Stack (Official Example)

void foo() {
  char a[8];
  ...
  return;
}
//----------------------------------
void foo() {
  char redzone1[32];  // 32-byte aligned
  char a[8];          // 32-byte aligned
  char redzone2[24];
  char redzone3[32];  // 32-byte aligned
  int  *shadow_base = MemToShadow(redzone1);
  shadow_base[0] = 0xffffffff;  // poison redzone1
  shadow_base[1] = 0xffffff00;  // poison redzone2, unpoison 'a'
  shadow_base[2] = 0xffffffff;  // poison redzone3
  ...
  shadow_base[0] = shadow_base[1] = shadow_base[2] = 0; // unpoison all
  return;
}

Basically, ASan uses 32bytes aligned and adds red-zone before & after the stack variables.

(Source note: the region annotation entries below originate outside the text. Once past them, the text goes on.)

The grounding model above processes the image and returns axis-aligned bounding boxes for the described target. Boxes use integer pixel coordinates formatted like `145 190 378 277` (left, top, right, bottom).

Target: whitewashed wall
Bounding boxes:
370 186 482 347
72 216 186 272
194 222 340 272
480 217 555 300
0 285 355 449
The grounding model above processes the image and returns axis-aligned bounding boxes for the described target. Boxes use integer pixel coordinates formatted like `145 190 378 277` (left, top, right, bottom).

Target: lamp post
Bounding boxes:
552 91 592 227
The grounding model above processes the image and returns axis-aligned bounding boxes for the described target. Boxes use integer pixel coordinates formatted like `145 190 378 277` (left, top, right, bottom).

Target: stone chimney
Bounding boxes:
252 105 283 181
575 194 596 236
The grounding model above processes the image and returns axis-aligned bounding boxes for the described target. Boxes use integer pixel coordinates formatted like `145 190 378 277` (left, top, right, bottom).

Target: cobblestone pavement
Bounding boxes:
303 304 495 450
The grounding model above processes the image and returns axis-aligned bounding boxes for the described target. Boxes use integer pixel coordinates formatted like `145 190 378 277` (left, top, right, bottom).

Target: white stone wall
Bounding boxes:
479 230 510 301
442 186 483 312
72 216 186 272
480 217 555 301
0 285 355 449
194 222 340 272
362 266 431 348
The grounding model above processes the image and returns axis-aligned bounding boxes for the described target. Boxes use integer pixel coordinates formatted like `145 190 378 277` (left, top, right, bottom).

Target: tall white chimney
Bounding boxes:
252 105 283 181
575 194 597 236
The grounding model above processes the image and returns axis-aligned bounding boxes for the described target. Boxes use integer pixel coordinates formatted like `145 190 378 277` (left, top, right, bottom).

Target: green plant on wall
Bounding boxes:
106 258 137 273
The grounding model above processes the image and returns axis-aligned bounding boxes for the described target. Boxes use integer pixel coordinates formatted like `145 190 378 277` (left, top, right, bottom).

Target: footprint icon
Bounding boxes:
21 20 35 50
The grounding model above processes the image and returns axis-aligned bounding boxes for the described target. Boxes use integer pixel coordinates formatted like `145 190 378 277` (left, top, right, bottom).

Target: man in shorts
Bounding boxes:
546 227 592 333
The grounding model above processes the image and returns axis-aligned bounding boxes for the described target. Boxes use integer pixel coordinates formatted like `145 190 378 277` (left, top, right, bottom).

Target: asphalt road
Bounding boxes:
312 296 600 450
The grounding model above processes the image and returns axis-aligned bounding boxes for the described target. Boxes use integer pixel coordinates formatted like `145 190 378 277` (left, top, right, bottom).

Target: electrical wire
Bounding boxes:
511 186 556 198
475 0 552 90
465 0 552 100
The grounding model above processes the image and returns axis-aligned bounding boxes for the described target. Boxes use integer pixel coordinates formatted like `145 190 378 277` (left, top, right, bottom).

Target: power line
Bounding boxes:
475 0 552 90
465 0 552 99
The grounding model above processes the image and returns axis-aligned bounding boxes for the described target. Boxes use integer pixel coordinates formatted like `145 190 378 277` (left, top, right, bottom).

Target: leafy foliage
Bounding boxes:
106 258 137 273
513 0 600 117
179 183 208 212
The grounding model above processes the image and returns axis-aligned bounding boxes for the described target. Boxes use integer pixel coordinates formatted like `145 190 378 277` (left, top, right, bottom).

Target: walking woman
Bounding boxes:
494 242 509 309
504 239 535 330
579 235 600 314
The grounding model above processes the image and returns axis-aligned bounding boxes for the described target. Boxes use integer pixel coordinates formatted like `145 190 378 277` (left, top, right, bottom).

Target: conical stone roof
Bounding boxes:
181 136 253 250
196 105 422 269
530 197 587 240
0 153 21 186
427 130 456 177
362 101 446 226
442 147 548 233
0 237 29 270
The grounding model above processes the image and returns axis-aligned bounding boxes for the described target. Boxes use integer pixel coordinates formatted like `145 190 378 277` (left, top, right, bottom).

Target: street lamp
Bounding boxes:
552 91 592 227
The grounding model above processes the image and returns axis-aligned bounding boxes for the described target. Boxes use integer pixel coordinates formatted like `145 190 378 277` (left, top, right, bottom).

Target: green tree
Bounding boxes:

(I think the reason of “32” is the alignment: 32/8=4byte in shadow.)

As we mentioned above, SAn would perform the check while accessing the data.

 # long load8(long *a) { return *a; }
0000000000000030 <load8>:
  30:	48 89 f8             	mov    %rdi,%rax
  33:	48 c1 e8 03          	shr    $0x3,%rax
  37:	80 b8 00 80 ff 7f 00 	cmpb   $0x0,0x7fff8000(%rax)
  3e:	75 04                	jne    44 <load8+0x14>
  40:	48 8b 07             	mov    (%rdi),%rax   <<<<<< original load
  43:	c3                   	retq   
  44:	52                   	push   %rdx
  45:	e8 00 00 00 00       	callq  __asan_report_load8
//--------------------
# int  load4(int *a)  { return *a; }
0000000000000000 <load4>:
   0:	48 89 f8             	mov    %rdi,%rax
   3:	48 89 fa             	mov    %rdi,%rdx
   6:	48 c1 e8 03          	shr    $0x3,%rax
   a:	83 e2 07             	and    $0x7,%edx
   d:	0f b6 80 00 80 ff 7f 	movzbl 0x7fff8000(%rax),%eax
  14:	83 c2 03             	add    $0x3,%edx
  17:	38 c2                	cmp    %al,%dl
  19:	7d 03                	jge    1e <load4+0x1e>
  1b:	8b 07                	mov    (%rdi),%eax    <<<<<< original load
  1d:	c3                   	retq   
  1e:	84 c0                	test   %al,%al
  20:	74 f9                	je     1b <load4+0x1b>
  22:	50                   	push   %rax
  23:	e8 00 00 00 00       	callq  __asan_report_load4

SAn would convert Mem address to Shadow address and check the value of Shadow memory: 0x00 means the memory is regular memory so that the program could use it.

Heap

malloc and free is replaced and _asan_report_load8 is used to report the errors.

malloc would get a chunk with red-zones around it. free would quarantine the free-ed chunk so that the uaf could be detected.